Wittenberg fördert kritische Auseinandersetzung mit der Vergangenheit
Einleitung
Die Wittenberger Stadtkirche spielt eine bemerkenswerte Rolle in der Diskussion um christliche Judenfeindschaft. Die Gemeinde hat sich das Ziel gesetzt, mit einer neuen Ausstellung auf die dunkle Geschichte der Antisemitismus in der christlichen Lehre aufmerksam zu machen und das Bewusstsein für diese Problematik zu schärfen. Durch die Konfrontation mit der antisemitischen Darstellung der „Judensau“ an der Kirchenwand sollen tiefere Diskussionen angestoßen werden.
Die Wanderausstellung und ihr Inhalt
Die Wanderausstellung, die derzeit bis zum 31. August in der Stadtkirche St. Marien gezeigt wird, beleuchtet die christliche Judenfeindschaft anhand von 29 Tafeln, die zentrale Motive des Judenhasses und damit verbundene Verschwörungserzählungen präsentieren. Diese Forschung wird von der Evangelischen Kirche Berlin-Brandenburg-schlesische-Oberlausitz (EKBO) organisiert, und wurde bereits an anderen bekannten Orten in Berlin gezeigt, wie der Kaiser-Wilhelm-Gedächtniskirche.

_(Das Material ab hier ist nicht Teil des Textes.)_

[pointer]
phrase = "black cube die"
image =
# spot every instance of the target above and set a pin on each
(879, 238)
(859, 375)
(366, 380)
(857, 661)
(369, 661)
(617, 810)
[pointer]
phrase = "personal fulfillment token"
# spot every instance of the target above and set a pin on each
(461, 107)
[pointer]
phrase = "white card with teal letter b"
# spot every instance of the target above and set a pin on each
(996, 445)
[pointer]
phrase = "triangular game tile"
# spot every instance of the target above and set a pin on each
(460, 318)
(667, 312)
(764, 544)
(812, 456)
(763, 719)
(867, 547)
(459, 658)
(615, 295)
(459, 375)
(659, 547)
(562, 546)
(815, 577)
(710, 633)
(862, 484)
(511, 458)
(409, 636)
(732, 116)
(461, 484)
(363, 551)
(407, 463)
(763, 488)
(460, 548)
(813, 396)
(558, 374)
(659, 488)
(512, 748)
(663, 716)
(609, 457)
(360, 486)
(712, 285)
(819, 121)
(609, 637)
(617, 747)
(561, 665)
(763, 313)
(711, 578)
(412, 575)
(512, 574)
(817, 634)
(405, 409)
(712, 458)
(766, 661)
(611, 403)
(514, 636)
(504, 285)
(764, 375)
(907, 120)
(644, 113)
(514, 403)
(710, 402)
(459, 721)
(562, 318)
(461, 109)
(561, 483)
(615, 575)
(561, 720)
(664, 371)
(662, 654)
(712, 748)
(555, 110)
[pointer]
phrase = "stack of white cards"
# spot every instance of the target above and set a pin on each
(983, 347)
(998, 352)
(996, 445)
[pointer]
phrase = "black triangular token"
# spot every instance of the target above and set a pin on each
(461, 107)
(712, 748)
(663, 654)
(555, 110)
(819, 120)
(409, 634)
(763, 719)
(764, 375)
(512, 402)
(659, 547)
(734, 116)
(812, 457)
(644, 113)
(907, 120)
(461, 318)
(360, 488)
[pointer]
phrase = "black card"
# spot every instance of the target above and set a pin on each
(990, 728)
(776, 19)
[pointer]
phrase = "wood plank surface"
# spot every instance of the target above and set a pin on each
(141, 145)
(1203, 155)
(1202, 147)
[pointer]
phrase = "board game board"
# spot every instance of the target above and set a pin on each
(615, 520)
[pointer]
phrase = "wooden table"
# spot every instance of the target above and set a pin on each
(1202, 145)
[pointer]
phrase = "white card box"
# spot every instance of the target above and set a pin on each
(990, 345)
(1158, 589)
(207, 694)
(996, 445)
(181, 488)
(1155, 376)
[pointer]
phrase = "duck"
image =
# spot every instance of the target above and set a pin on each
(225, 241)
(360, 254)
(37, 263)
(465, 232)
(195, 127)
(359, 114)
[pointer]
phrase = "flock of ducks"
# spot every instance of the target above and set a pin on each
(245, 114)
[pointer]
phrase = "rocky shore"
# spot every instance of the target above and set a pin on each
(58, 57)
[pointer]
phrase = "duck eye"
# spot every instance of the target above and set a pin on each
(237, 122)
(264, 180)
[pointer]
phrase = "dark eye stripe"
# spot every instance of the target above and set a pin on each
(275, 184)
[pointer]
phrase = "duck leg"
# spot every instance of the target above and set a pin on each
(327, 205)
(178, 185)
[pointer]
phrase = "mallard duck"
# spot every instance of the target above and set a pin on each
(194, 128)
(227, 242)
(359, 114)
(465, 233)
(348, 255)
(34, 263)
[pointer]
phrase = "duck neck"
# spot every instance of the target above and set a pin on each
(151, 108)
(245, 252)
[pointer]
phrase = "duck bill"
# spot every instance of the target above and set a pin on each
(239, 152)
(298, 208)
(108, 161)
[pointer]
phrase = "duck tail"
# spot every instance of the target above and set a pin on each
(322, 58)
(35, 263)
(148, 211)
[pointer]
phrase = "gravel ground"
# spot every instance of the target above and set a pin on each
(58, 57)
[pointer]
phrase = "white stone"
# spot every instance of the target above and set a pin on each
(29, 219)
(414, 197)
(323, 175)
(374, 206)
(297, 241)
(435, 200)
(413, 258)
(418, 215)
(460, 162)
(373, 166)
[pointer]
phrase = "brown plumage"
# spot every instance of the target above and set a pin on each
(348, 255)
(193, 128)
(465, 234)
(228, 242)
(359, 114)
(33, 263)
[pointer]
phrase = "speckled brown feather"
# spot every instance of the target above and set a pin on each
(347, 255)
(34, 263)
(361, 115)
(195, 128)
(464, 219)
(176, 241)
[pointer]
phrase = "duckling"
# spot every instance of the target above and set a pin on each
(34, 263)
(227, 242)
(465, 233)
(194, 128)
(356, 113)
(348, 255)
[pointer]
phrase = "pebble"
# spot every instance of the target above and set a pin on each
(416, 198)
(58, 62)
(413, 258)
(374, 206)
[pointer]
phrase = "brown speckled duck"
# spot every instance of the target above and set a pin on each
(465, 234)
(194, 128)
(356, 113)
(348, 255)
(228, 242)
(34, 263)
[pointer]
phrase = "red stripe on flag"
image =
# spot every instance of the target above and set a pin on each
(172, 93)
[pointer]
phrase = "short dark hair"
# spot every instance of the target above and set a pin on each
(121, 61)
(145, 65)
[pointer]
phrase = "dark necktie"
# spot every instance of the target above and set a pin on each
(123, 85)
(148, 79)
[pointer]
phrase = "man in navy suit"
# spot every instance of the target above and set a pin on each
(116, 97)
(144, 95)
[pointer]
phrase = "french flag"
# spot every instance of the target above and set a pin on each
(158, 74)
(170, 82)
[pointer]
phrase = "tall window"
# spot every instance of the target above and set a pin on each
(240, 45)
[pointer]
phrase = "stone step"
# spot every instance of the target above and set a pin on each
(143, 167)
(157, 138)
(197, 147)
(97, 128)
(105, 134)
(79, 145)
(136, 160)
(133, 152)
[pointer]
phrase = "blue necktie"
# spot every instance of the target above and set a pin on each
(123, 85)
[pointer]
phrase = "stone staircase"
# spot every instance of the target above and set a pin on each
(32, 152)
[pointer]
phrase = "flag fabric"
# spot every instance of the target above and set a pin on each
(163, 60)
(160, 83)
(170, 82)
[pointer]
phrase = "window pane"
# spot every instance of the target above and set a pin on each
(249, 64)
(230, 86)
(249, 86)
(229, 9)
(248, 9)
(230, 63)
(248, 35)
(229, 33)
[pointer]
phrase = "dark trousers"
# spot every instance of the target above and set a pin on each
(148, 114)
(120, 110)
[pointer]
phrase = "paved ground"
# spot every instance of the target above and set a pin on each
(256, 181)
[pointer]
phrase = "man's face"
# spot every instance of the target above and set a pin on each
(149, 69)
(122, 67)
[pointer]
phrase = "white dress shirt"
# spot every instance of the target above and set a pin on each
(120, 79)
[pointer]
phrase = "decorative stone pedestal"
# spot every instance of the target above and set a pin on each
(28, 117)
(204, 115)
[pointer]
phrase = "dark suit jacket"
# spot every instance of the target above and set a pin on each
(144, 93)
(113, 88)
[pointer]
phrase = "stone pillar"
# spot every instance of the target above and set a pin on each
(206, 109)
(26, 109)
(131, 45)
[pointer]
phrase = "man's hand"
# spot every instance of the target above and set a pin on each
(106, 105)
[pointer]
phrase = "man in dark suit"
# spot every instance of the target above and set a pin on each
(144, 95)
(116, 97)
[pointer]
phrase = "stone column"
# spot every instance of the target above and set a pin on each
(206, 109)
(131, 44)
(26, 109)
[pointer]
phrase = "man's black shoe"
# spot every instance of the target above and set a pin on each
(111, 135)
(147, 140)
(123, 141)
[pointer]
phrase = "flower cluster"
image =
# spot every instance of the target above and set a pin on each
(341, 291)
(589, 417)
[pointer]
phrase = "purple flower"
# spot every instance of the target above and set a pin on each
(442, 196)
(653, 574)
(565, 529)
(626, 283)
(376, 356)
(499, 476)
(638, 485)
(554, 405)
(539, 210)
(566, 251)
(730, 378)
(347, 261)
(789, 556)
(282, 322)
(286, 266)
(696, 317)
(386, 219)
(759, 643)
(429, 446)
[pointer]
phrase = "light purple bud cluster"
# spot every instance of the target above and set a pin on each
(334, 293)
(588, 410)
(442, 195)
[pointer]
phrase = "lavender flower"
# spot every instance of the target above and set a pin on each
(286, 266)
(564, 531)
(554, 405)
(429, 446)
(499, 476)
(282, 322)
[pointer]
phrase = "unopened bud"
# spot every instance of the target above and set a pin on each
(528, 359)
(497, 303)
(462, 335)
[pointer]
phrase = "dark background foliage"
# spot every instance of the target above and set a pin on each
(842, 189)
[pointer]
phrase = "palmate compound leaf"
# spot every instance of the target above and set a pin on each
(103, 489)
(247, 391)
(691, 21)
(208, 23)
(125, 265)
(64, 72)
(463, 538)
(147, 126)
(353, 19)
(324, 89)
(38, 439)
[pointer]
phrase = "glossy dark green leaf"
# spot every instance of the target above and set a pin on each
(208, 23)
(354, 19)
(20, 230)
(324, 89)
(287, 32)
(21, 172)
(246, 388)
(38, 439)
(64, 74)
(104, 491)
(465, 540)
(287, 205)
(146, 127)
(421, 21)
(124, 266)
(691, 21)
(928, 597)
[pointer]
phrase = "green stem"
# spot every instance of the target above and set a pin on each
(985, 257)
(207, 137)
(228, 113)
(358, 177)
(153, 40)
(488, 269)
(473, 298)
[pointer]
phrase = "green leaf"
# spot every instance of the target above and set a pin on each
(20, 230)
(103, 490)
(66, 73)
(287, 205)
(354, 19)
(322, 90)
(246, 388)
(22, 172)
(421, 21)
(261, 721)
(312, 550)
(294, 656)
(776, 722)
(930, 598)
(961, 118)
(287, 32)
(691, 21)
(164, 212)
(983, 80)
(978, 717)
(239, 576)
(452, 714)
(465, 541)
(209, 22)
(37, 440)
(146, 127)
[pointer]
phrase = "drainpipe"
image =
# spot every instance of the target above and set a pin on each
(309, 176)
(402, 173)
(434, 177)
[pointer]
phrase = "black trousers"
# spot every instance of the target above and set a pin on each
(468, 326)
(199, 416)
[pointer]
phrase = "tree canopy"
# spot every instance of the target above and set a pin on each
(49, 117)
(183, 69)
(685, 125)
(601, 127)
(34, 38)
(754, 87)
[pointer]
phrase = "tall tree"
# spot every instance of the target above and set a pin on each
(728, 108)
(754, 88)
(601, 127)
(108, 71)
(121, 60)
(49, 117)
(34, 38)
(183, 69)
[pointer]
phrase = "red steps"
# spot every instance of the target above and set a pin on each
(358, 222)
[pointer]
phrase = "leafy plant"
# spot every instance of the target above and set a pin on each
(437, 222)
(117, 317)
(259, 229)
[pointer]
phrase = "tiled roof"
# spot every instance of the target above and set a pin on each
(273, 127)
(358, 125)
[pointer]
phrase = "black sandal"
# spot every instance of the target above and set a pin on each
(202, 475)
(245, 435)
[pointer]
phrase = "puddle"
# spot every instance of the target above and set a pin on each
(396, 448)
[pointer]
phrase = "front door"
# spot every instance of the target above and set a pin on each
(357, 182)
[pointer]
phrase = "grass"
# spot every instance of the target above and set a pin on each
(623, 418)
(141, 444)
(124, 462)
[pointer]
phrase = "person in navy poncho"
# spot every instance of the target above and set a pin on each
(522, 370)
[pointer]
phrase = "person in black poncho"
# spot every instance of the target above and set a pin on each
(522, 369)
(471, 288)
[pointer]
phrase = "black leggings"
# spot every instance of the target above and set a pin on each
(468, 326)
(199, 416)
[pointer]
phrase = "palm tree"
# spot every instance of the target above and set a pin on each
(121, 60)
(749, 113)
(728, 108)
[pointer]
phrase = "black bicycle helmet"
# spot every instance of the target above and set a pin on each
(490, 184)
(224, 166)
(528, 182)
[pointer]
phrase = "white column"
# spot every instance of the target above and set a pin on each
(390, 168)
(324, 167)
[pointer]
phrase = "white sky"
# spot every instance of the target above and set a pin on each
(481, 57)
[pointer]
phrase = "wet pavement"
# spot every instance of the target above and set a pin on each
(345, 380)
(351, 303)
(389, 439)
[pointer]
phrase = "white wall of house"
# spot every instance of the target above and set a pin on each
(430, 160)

Bedeutung der Ausstellung und der „Judensau“
Die Gemeinde möchte mit der Ausstellung eine bewusste Auseinandersetzung mit den Gräueltaten führen, die durch die christliche Kirche während des Mittelalters gegen Juden begangen wurden. Die antisemitische Darstellung der „Judensau“, die einen Rabbiner zeigt, der hinter einer Sau kniet, ist ein starkes Symbol dieser Vergangenheit, das immer wieder zur Diskussion führt. Bereits mehrfach gab es Forderungen, das Relief zu entfernen, doch die Gemeindeleitung hat sich dafür entschieden, es als Mahnmal und Ort der Reflexion zu erhalten.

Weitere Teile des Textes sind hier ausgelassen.